FPGARelated.com
Forums

Why the second flip-flop in Virtex-6?

Started by Nathan Bialke February 2, 2009
Hello,

In case anyone hasn't already seen, Xilinx has some preliminary
information about Virtex-6 and Spartan-6 online here -
http://www.xilinx.com/products/v6s6.htm .

I do have a question about Virtex-6 and it's one LUT6/two flip-flop
architecture. I'm struggling to think of why a user would have any use
for that second flip-flop. It seems to me that the second flip-flop
only has use when the LUT6 is split into two LUT5's. However, the
family overview indicates that a dual-LUT5 has the same restriction as
in Virtex-5 - the inputs to the dual-LUT5s have to be the same. I know
in my designs I don't tend to get many LUT5s synthesized, so I'm not
sure how often that actually happens. The only other case I can even
think of is to use the second flip-flop as solely a storage element,
but without the ability to drive the clock enable input of the flop by
some sort of combinational signal (ie, an address decode) without
"spending" the associated LUT6, it's use seems very limited.

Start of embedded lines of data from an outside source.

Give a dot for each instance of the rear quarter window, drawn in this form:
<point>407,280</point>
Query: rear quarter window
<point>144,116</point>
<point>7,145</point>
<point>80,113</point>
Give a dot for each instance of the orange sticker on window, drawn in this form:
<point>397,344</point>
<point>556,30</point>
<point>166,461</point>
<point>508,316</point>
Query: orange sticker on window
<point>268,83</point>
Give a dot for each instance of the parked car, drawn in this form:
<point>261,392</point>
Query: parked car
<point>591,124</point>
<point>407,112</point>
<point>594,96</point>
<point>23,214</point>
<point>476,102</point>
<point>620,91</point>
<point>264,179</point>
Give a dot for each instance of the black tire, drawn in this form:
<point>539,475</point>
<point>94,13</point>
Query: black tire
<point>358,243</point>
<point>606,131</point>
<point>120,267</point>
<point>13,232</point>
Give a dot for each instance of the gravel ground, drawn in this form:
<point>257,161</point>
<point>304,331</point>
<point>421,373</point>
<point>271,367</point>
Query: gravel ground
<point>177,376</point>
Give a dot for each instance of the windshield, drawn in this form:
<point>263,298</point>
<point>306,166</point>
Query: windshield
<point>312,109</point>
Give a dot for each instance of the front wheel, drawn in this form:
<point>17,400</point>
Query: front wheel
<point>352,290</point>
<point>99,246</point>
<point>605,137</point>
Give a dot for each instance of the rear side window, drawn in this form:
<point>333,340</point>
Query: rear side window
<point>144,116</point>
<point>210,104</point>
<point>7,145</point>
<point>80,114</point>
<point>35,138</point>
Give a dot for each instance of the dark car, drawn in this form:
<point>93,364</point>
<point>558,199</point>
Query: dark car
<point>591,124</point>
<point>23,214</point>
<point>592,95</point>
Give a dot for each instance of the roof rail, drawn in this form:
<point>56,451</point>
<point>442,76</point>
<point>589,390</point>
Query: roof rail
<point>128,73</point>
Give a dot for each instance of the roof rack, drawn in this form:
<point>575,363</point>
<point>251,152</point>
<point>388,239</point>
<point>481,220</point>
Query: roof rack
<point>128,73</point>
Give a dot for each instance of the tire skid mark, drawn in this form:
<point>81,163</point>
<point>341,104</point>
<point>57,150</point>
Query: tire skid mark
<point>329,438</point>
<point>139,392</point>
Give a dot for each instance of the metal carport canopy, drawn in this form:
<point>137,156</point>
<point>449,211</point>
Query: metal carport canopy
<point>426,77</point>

I am very cognizant of the fact that the people here and at Xilinx are
smarter than me. So, I figured that I'd give them a chance to explain
the design choice. I'm always interested in ways to use FPGA resources
more effectively.

Thanks!

- Nathan
Nathan Bialke wrote:
> Hello, > > In case anyone hasn't already seen, Xilinx has some preliminary > information about Virtex-6 and Spartan-6 online here - > http://www.xilinx.com/products/v6s6.htm . > > I do have a question about Virtex-6 and it's one LUT6/two flip-flop > architecture. I'm struggling to think of why a user would have any use > for that second flip-flop. It seems to me that the second flip-flop > only has use when the LUT6 is split into two LUT5's. However, the > family overview indicates that a dual-LUT5 has the same restriction as > in Virtex-5 - the inputs to the dual-LUT5s have to be the same. I know > in my designs I don't tend to get many LUT5s synthesized, so I'm not > sure how often that actually happens. The only other case I can even > think of is to use the second flip-flop as solely a storage element, > but without the ability to drive the clock enable input of the flop by > some sort of combinational signal (ie, an address decode) without > "spending" the associated LUT6, it's use seems very limited. > > I am very cognizant of the fact that the people here and at Xilinx are > smarter than me. So, I figured that I'd give them a chance to explain > the design choice. I'm always interested in ways to use FPGA resources > more effectively.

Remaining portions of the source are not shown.